Jade Franks, a working-class comic from the Wirral, has transformed her experiences of secretly cleaning toilets at the University of Cambridge into a critically acclaimed theatrical hit. Her play, Eat the Rich (But Maybe Not Me Mates x), is now following a path similar to Fleabag and Baby Reindeer, with development underway for a potential Netflix series.
From College Loos to Fringe Firsts
The autobiographical show, which became an early sell-out sensation at the Edinburgh Festival Fringe, won a coveted Fringe First award and has secured an upcoming London run and regional tour. Franks, who scrubbed bathrooms and moved punt boats while her wealthy peers enjoyed traditional university life, fictionalises her alienation and rage at wealth inequality.
"I wasn't watering down any of the fury or the politics," Franks explains in her distinctive Scouse accent. "I was just sneaking it in the back door." The play highlights absurd and painful classist encounters, from dinners conducted in Latin to having her grated cheddar rejected at a party. A particularly biting scene, where her sister is turned away from a college dinner for her attire, is drawn directly from real life.
The Financial Barriers Behind the Laughs
Franks's journey to the Fringe stage was fraught with the very financial barriers her show critiques. She only discovered the existence of student bursaries just before her final exams, having worked clandestinely throughout her degree for fear of breaking university rules. After graduating, a redundancy from a job at London's Royal Court theatre provided a push to create her own work.
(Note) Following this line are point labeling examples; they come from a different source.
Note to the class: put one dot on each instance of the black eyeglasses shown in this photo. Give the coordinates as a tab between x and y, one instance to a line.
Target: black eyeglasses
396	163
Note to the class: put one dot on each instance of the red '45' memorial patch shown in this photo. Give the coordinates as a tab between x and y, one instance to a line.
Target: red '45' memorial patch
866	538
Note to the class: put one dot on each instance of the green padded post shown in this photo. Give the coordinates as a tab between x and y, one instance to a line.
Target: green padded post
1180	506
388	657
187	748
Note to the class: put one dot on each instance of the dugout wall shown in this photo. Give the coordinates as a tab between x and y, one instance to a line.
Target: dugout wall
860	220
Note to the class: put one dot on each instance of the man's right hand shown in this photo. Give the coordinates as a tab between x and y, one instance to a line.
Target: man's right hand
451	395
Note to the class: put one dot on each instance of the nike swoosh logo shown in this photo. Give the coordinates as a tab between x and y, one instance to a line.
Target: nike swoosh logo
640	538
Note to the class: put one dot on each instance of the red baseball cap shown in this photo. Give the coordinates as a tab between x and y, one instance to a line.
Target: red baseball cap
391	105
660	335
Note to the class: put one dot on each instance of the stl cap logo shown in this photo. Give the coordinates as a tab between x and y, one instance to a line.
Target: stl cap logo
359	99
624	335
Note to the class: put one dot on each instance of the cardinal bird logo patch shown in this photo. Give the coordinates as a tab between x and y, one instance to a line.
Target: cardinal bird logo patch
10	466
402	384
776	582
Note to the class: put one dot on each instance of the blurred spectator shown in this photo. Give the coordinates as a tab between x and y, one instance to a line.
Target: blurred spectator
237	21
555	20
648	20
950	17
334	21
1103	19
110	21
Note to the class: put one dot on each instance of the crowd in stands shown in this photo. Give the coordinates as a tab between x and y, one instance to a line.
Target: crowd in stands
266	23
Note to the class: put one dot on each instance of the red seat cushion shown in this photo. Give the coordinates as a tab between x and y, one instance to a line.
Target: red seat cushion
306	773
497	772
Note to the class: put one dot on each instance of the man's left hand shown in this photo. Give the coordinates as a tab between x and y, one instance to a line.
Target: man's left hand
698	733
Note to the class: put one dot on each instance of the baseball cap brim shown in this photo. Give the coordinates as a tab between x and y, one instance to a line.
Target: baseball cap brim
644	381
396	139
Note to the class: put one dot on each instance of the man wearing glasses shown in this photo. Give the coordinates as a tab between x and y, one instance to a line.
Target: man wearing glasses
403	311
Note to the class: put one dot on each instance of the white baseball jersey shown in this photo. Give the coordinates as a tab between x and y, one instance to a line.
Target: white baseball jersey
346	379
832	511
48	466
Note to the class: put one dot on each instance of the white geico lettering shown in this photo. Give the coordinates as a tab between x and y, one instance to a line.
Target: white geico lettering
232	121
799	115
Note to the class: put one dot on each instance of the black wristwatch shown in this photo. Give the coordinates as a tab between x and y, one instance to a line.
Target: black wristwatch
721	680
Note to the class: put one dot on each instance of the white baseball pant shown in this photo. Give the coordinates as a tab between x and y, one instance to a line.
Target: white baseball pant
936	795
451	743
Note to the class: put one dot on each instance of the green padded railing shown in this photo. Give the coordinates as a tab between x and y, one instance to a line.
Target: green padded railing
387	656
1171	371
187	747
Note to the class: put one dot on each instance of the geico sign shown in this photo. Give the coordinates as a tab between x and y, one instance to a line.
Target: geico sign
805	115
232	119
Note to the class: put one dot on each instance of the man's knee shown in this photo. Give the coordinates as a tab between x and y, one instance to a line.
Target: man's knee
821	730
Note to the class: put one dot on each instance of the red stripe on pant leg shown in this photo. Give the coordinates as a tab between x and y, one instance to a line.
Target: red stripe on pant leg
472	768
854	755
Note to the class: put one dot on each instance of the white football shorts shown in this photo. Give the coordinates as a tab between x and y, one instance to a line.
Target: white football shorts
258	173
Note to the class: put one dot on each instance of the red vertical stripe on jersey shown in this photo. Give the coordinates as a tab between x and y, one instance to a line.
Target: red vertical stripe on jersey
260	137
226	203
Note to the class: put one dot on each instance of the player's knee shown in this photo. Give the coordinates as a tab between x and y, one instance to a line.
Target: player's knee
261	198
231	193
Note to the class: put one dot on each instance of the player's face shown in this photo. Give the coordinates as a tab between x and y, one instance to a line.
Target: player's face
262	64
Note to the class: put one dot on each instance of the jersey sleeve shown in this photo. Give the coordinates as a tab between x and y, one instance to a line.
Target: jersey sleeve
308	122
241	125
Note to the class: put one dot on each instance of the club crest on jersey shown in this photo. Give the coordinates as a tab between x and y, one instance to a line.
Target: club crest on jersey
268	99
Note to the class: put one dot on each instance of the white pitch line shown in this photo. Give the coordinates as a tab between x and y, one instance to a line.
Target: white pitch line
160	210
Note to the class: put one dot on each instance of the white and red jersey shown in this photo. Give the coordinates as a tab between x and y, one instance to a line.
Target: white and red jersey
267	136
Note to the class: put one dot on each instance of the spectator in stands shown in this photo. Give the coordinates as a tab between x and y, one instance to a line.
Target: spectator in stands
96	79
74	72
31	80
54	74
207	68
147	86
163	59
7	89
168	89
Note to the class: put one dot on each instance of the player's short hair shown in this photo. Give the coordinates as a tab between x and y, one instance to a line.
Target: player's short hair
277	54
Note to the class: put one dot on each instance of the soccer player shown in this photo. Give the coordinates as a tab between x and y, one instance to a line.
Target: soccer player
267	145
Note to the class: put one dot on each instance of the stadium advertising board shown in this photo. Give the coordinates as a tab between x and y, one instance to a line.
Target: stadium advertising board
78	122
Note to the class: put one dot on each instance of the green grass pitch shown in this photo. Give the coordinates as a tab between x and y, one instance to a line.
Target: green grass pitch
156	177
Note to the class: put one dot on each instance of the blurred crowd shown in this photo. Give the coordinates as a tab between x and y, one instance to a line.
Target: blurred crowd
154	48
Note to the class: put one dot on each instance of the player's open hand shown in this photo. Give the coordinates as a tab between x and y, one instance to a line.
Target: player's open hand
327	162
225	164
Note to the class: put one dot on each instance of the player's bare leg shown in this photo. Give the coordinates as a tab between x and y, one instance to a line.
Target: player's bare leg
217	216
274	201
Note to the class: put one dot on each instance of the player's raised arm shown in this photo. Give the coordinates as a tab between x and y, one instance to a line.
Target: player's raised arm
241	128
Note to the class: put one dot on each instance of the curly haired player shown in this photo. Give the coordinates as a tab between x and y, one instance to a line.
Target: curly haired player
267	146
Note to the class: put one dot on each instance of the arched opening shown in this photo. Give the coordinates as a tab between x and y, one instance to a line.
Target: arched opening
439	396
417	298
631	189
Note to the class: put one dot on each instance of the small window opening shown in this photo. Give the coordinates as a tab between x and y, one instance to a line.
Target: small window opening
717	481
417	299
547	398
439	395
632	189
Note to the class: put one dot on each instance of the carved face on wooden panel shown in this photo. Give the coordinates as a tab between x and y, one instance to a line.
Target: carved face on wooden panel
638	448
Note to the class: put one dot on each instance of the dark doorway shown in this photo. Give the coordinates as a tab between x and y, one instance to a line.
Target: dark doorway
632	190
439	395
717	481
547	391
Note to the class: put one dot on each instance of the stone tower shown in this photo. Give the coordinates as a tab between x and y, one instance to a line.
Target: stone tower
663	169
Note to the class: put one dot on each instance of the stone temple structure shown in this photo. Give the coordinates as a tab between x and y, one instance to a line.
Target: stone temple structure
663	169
However, funding a Fringe run seemed impossible. "There's no way to go to the fringe if you don't have parents that can pay for it," Franks states. She moved back home, went sober, and wrote much of the script while invigilating exams. After a private investor pulled out, she was forced to put costs on a credit card. A last-ditch online appeal saved the production, with donations coming from old school friends, wealthy Cambridge acquaintances, and supportive artists like comedian Jack Rooke.
Using Success to Smash Down Doors
Despite the show's success, it did not turn a profit, as Franks and her team insisted on paying themselves fairly. This reinforced her mission to change an industry model that often requires a safety net of family money. "Fringe should be a place where people can fail," she argues, "but you can't afford to. I couldn't afford to."
Now, with her play set for runs at Soho Theatre, Liverpool Everyman, and Bristol Old Vic, and a TV deal in development with fellow Scouser Philip Barantini's production company, Franks is determined to leverage any major success. Her ambitions extend beyond her own career. She aims to create a business that would secure affordable £10 tickets in commercial theatres for underrepresented audiences and to reshape the Fringe into a more financially accessible space.
"I can't change the system by doing a silly little one woman show," Franks says. But with a Netflix deal on the horizon and a fiercely clear purpose, she is certainly going to try.